The DC Court of Appeals ruled this morning against pilot projects that impose work requirements on Medicaid. Why? Because the Medicaid statute identifies one, and only one, goal for the Medicaid program: to furnish medical assistance on behalf of families who can’t afford it. That’s it. And yet, a pilot project in Arkansas that added work requirements had exactly the opposite effect:
A critical issue in this case is the Secretary’s failure to account for loss of coverage, which is a matter of importance under the statute. The record shows that the Arkansas Works amendments resulted in significant coverage loss. In Arkansas, more than 18,000 people (about 25% of those subject to the work requirement) lost coverage as a result of the project in just five months.

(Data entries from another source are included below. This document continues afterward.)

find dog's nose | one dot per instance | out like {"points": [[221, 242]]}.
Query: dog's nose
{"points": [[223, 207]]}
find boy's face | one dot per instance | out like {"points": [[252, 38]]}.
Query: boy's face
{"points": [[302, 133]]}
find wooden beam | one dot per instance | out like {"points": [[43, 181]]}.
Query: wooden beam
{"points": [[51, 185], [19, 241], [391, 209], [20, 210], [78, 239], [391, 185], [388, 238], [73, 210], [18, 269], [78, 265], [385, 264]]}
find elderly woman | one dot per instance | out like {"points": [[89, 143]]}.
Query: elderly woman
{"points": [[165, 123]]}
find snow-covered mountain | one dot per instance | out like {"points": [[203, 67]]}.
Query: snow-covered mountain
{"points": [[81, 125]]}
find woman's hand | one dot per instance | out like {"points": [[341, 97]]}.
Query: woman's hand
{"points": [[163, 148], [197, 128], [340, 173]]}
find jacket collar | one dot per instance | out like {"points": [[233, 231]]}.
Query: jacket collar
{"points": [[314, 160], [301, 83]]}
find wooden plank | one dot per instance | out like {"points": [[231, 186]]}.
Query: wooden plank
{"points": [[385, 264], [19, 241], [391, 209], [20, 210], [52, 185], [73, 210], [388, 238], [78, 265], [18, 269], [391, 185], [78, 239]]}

But the HHS Secretary barely even acknowledged this, instead basing his approval on three points related to overall community health:
These three alternative objectives all point to better health outcomes as the objective of Medicaid, but that alternative objective lacks textual support. Indeed, the statute makes no mention of that objective….While we have held that it is not arbitrary or capricious to prioritize one statutorily identified objective over another, it is an entirely different matter to prioritize non-statutory objectives to the exclusion of the statutory purpose.
So that’s that. The court ruled that the statutory purpose of Medicaid is to provide health care to people who can’t afford it. More coverage is good, less coverage is bad, and you can’t justify less coverage by inventing a bunch of alleged benefits that have nothing to do with the goals of Medicaid. The end.
Until the Supreme Court gets hold of this, of course. We’ll see what kind of textual magic they can whomp up.